A course in statistical programming - the stupidest thing...

Graduate students in statistics often take (or at least have the opportunity to take) a statistical computing course, but often such courses are focused on methods (like numerical linear algebra, the EM algorithm, and MCMC) and not on actual coding.

For example, here’s a course in “advanced statistical computing” that I taught at Johns Hopkins back in 2001.

Many (perhaps most) good programmers learned to code outside of formal courses. But many statisticians are terrible programmers and would benefit by a formal course.

Moreover, applied statisticians spend the vast majority of their time interacting with a computer and would likely benefit from more formal presentations of how to do it well. And I think this sort of training is particularly important for ensuring that research is reproducible.

One really learns to code in private, struggling over problems, but I benefited enormously from a statistical computing course I took from Phil Spector at Berkeley.

Brian Caffo, Ingo Ruczinski, Roger Peng, Rafael Irizarry, and I developed a statistical programming course at Hopkins that (I think) really did the job.

I would like to develop a similar such course at Wisconsin: on statistical programming, in the most general sense.

I have in mind several basic principles:

be self-sufficient
get the right answer
document what you did (so that you will understand what you did 6 months later)
if primary data change, be able to re-run the analysis without a lot of work
are your simulation results reproducible?
reuse of code (others' and your own) rather than starting from scratch every time
make methods accessible to (and used by) others

Here are my current thoughts about the topics to include in such a course. The key aim would be to make students aware of the basic principles and issues: to give them a good base from which to learn on their own. Homework would include interesting and realistic programming assignments plus create a Sweave-type document and an R package.

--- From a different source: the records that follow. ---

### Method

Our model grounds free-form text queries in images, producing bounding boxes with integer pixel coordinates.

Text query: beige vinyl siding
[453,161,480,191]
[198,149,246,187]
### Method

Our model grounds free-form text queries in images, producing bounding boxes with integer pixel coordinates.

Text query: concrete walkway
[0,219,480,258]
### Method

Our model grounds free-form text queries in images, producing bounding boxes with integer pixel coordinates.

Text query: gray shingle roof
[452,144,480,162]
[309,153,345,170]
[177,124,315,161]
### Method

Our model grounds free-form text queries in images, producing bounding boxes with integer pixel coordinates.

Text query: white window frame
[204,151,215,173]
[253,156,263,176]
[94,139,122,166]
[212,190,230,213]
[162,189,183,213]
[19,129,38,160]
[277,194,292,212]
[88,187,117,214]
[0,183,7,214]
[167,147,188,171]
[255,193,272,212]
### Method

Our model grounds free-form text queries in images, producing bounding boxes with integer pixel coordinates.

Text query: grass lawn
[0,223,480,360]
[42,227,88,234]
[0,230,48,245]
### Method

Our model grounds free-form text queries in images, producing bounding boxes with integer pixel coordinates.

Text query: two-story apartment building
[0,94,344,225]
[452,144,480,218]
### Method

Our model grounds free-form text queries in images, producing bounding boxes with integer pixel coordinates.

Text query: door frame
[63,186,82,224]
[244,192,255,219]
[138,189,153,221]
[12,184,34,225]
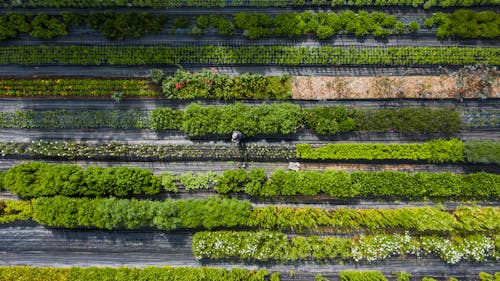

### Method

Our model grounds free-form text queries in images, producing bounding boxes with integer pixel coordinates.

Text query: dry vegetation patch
[292,66,500,99]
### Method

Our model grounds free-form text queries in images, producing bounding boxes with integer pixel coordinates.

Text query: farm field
[0,0,500,281]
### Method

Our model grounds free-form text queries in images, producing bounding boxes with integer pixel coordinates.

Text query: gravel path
[0,65,459,78]
[0,97,500,111]
[0,129,500,145]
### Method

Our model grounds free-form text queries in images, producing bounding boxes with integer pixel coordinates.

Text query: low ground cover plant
[192,231,499,264]
[0,266,279,281]
[215,169,500,199]
[0,45,500,66]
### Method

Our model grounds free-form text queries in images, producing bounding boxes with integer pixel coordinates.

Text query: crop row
[0,266,280,281]
[0,196,500,234]
[0,45,500,66]
[192,231,500,264]
[0,0,498,9]
[4,162,500,199]
[0,141,295,161]
[0,78,157,97]
[0,139,500,164]
[0,103,463,137]
[0,266,500,281]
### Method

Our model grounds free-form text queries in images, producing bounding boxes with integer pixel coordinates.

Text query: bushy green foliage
[304,106,356,135]
[425,10,500,38]
[0,44,500,66]
[160,173,179,193]
[33,196,251,230]
[0,79,156,97]
[88,12,167,40]
[3,162,161,197]
[192,231,496,262]
[296,139,464,163]
[163,68,292,100]
[340,270,387,281]
[216,167,500,199]
[353,107,462,133]
[247,206,500,233]
[149,107,183,131]
[0,266,279,281]
[0,200,33,224]
[464,140,500,164]
[182,103,301,136]
[179,172,217,190]
[0,109,149,129]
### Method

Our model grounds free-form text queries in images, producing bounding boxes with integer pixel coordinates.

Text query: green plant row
[0,200,33,224]
[0,196,500,234]
[150,103,462,136]
[0,11,167,40]
[246,206,500,231]
[0,45,500,66]
[162,68,292,100]
[0,0,498,9]
[0,109,149,129]
[215,169,500,199]
[32,196,251,230]
[424,10,500,38]
[0,141,295,161]
[296,139,500,164]
[296,139,465,163]
[0,78,157,97]
[0,266,500,281]
[0,266,280,281]
[0,103,462,137]
[192,231,500,264]
[2,162,500,199]
[3,162,161,198]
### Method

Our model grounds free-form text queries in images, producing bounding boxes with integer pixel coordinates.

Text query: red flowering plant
[163,68,232,99]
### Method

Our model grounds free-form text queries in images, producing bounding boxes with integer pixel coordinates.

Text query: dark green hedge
[0,266,279,281]
[353,107,462,133]
[464,140,500,164]
[0,45,500,66]
[3,162,161,197]
[162,68,292,100]
[182,103,302,136]
[33,196,251,230]
[296,139,464,163]
[215,169,500,199]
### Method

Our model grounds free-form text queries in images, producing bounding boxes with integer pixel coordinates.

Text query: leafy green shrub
[4,162,160,197]
[30,14,68,39]
[160,173,179,193]
[179,172,217,190]
[0,44,500,66]
[0,266,279,281]
[392,272,411,281]
[163,68,292,100]
[340,270,387,281]
[304,106,356,135]
[425,10,500,38]
[182,103,301,136]
[149,68,164,83]
[353,107,462,133]
[247,206,500,233]
[149,107,183,130]
[0,200,33,224]
[192,231,496,262]
[88,12,167,40]
[464,140,500,164]
[216,167,500,199]
[33,196,251,230]
[296,139,464,163]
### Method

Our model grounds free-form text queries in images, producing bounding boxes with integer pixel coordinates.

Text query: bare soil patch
[292,69,500,100]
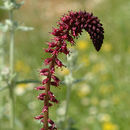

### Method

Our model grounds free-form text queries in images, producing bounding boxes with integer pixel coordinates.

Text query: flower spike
[35,11,104,130]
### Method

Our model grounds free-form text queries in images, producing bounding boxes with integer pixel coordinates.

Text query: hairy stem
[9,10,15,129]
[65,71,73,129]
[44,55,55,130]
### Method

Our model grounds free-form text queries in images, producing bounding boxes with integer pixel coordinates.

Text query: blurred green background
[0,0,130,130]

Basic unix tools (find; df; top; ps ux; grep); unix on Mac and windows
Emacs/vim/other editors (rstudio/eclipse)
Latex (for papers; for presentations)
slides for talks; posters; figures/tables
Advanced R (fancy data structures; functions; object-oriented stuff)
Advanced R graphics
R packages
Sweave/asciidoc/knitr
minimal Perl (or Python or Ruby); example of data manipulation
Minimal C (or C++); examples of speed-up
version control (eg git or mercurial); backups
reproducible research ideas
data management
managing projects: data, analyses, results, papers
programming style (readable, modular); general but not too general
debugging/profiling/testing
high-throughput computing; parallel computing; managing big jobs
finding answers to questions: man pages; documentation; web
more on visualization; dynamic graphics
making a web page; html & css; simple cgi-type web forms?
writing and managing email
managing references to journal articles